20 marzo 2012 di fabio pizzul

Vi propongo il testo dell’intervento che ho appena fatto in Consiglio regionale su una mozione che chiede ai consiglieri indagati a fare un passo indietro da funzioni di rappresentanza istituzionale.

Comincio con l’evocare quelli che, penso, siano obiettivi di tutti:
Difendere le istituzioni
Garantire credibilità alla politica
Far sí che i cittadini possano fidarsi dell’ente pubblico
Restituire un ruolo alla Lombardia

Non possiamo voltarci dall’altra parte e far finta di non vedere.
Le questioni personali non possono prevalere sull’interesse collettivo.

Qual’é la priorità? Il proprio interesse e la propria carriera politica o il servizio a istituzioni che garantiscono pari opportunità e tutela dei diritti di tutti.

Se vogliamo davvero che questa nostra regione torni a essere trainante, anche dal punto di vista morale, non possiamo rimanere inerti.

Servono gesti di responsabilità da parte di noi tutti, ciascuno secondo il ruolo e la funzione che svolge.

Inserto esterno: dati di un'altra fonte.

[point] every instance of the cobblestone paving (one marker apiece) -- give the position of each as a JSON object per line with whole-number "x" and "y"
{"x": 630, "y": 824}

Un passo indietro é necessario per chi riveste ruoli di garanzia, garanzia per tutti e non per se stessi.

Non c’é nessun obbligo, ma c’è un’enorme questione di opportunità che non passa inosservata agli occhi di cittadini che si sentono sempre più lontani da questi palazzi.

Ci sono i tempi dei media, i tempi della magistratura, ma anche i tempi della politica che sta in mezzo, ovvero deve essere capace di non ritirarsi in una torre o in un palazzo e di dare risposte a cittadini che chiedono di sapere se possono ancora fidarsi di noi.

Non basta un illustre esponente della magistratura per garantire la trasparenza e, anzi, questo assomiglia molto come una tardiva ammissione di difficoltà a controllare ciò che accade davvero nel sistema di potere lombardo che sta diventando sempre più opaco.

Ciascuno deve confrontarsi con la propria coscienza, ma il ruolo che ricopriamo non ha a che fare solo con essa, ha una rilevanza pubblica che ci chiede di rispondere non solo delle nostre singole azioni, ma anche delle conseguenze che esse hanno sull’istituzione che rappresentiamo.

É legittimo avere stili e modi diversi di fare politica, non mi pare però possibile pensare di giocare con le regole e le istituzioni che garantiscono tutti.

Se poi i singoli finiscono per diventare anche ostaggi dei partiti che stabiliscono quanto sia giusto che essi facciano, questo non fa altro che aggravare la situazione e gettare ulteriore discredito su politica e istituzioni.

La mozione invita i consiglieri destinatari di avvisi di garanzia per reati specifici a distinguere la loro condizione dall’esercizio di funzioni di rappresentanza.

É un invito, non un impegno.

Non é in gioco la posizione personale di un consigliere, al consiglio chiediamo di esprimersi sulla necessità che questa assemblea possa dimostrare che le stanno più a cuore le sorti delle nostre istituzioni che le posizioni personali di singoli consiglieri o assessori che hanno tutto il diritto di essere considerati innocenti e di difendersi, ma non quello di trascinare con sé le istituzioni stesse.